Step 1: Make the Chocolate Sponge

  1. Preheat oven to 350°F (175°C). Grease and line two 8-inch (20 cm) round cake tins with parchment paper.
  2. In a medium bowl, sift together flour, cocoa powder, baking powder, baking soda, and salt to ensure a light, even mixture.
  3. In a large bowl, whisk the eggs and sugar until pale and slightly thickened—this introduces air for a fluffier cake. Add the oil, buttermilk, vanilla, and espresso powder, whisking until smooth and well combined.
  4. Gradually fold in the dry ingredients using a spatula, mixing until no streaks of flour remain. Be careful not to overmix, which can toughen the sponge.
  5. Divide the batter evenly between the prepared pans. Bake for 25–30 minutes, or until a toothpick inserted in the centre comes out clean. Let cakes cool in pans for 10 minutes before transferring to a wire rack to cool completely.

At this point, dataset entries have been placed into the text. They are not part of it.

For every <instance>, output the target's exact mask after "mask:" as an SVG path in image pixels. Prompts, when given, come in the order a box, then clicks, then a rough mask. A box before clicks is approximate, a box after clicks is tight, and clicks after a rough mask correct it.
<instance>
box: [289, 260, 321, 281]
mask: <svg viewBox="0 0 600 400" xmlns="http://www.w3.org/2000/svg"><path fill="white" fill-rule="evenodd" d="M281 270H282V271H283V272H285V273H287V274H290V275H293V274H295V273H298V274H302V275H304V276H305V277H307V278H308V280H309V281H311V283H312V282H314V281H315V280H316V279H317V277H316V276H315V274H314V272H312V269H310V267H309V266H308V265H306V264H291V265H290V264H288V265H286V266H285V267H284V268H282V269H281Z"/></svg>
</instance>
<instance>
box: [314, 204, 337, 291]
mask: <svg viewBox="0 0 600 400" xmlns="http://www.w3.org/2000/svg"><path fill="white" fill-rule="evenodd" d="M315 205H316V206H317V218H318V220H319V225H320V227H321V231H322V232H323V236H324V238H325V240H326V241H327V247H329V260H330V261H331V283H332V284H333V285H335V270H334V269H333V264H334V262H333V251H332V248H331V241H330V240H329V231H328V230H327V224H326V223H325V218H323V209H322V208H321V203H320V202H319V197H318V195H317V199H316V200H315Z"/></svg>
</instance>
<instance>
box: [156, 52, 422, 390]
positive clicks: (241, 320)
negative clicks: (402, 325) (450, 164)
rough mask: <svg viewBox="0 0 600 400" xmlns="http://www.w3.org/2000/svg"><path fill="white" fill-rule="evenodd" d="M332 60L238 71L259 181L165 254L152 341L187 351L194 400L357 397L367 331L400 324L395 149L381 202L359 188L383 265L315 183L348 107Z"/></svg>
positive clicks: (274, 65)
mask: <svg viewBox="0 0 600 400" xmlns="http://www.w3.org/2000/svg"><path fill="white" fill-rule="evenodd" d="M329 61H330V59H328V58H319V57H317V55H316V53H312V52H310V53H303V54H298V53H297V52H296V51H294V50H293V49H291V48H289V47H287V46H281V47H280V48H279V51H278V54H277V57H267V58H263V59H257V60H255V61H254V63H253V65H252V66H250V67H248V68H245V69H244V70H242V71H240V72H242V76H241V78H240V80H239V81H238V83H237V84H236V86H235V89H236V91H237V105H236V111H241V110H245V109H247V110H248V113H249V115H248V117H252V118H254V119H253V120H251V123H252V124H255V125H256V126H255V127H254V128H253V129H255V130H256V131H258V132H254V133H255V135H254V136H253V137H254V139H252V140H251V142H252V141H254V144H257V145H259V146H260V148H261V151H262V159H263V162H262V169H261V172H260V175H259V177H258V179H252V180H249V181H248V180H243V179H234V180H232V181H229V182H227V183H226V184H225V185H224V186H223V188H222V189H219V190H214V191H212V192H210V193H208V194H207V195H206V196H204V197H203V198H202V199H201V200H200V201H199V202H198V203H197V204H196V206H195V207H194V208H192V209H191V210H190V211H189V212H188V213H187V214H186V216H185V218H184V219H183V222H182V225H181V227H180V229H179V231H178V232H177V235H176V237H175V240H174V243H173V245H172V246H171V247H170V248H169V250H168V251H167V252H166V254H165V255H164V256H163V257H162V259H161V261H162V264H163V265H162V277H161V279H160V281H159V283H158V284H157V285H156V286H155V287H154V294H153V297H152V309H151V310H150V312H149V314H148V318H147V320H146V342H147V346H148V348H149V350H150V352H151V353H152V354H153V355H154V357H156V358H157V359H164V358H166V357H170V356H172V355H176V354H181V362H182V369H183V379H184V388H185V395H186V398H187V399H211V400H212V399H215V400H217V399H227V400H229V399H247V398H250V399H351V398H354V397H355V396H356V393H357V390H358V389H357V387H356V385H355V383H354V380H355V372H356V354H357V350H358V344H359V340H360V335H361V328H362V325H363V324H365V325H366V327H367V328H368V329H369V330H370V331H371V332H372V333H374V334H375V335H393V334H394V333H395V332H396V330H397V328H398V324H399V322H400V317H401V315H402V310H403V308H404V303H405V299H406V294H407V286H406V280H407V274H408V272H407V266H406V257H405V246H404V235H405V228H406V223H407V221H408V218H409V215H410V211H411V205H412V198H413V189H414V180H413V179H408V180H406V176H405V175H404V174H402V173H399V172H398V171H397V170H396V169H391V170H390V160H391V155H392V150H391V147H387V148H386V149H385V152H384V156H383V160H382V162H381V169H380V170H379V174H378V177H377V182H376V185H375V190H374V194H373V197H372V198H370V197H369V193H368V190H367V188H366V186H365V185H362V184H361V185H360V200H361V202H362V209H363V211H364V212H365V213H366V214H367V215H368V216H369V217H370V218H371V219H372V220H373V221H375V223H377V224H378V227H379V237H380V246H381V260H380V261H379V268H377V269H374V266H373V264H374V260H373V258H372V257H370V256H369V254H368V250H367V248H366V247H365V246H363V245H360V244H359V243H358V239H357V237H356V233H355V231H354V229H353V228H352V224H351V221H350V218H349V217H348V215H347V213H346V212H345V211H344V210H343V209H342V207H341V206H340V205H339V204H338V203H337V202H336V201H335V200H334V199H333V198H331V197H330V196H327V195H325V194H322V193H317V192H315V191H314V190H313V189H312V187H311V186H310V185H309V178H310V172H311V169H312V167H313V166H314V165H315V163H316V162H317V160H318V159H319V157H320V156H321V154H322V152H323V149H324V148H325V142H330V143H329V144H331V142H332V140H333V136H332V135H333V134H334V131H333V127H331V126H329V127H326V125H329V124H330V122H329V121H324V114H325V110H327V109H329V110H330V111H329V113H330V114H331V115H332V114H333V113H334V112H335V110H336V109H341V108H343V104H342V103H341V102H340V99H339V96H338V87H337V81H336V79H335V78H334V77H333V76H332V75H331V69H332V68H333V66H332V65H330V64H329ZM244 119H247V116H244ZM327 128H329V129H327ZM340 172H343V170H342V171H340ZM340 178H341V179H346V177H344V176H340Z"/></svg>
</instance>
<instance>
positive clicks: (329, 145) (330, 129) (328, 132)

Step 2: Make the Spiced Cherry Filling

  1. In a small saucepan, combine cherries, brown sugar, cornstarch, lemon juice, cinnamon, nutmeg, cloves, and kirsch or cherry juice. Stir to coat the cherries evenly.
  2. Cook over medium heat, stirring often, until the mixture thickens and becomes glossy. This should take 8–10 minutes. The cherries should be soft, and the sauce should cling to a spoon.
  3. Remove from heat and let cool completely. The mixture will continue to thicken as it cools, making it easier to layer without running.